Die von den Beschwerdeführern vorgebrachte Behauptung der Verletzung im Recht auf Unverletzlichkeit des Eigentums nach Art5 StGG wurde in keiner Weise substantiiert und kann vom Verfassungsgerichtshof auch nicht erkannt werden. Da die Erstbeschwerdeführerin im Bauverfahren zur Behauptung ihrer Parteistellung nur ein ersessenes Wohnrecht, nicht jedoch - wie zur Begründung der Parteistellung nach §46 Abs1 OÖ Bauordnung, LGBl. 35/1976 idF LGBl. 103/1991, erforderlich - Eigentum oder ein aus diesem Eigentumsrecht abgeleitetes Baurecht hinsichtlich der Nachbarliegenschaft geltend machen konnte, wurde die Erstbeschwerdeführerin auch nicht im verfassungsgesetzlich gewährleisteten Recht auf ein Verfahren vor dem gesetzlichen Richter verletzt.
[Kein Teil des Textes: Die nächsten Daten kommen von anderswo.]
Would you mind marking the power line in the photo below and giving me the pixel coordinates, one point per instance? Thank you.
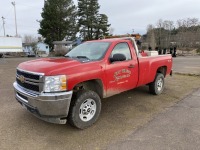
(3, 19)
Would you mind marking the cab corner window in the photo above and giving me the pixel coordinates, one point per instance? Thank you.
(122, 48)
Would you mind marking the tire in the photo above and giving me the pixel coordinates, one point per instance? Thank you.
(84, 109)
(157, 86)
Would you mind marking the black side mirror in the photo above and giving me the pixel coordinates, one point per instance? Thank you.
(118, 57)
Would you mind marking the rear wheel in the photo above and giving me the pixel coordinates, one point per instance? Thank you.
(157, 86)
(85, 109)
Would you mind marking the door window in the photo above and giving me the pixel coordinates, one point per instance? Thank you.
(122, 48)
Die behauptete Verletzung verfassungsgesetzlich gewährleisteter Rechte hat sohin nicht stattgefunden.

Das Verfahren hat nicht ergeben, daß die Beschwerdeführer in von ihnen nicht geltend gemachten verfassungsgesetzlich gewährleisteten Rechten oder wegen Anwendung einer rechtswidrigen generellen Norm in ihren Rechten verletzt wurden.

2. Die Beschwerde war daher abzuweisen.

3. Diese Entscheidung konnte gemäß §19 Abs4 erster Satz VerfGG ohne mündliche Verhandlung in nichtöffentlicher Sitzung beschlossen werden.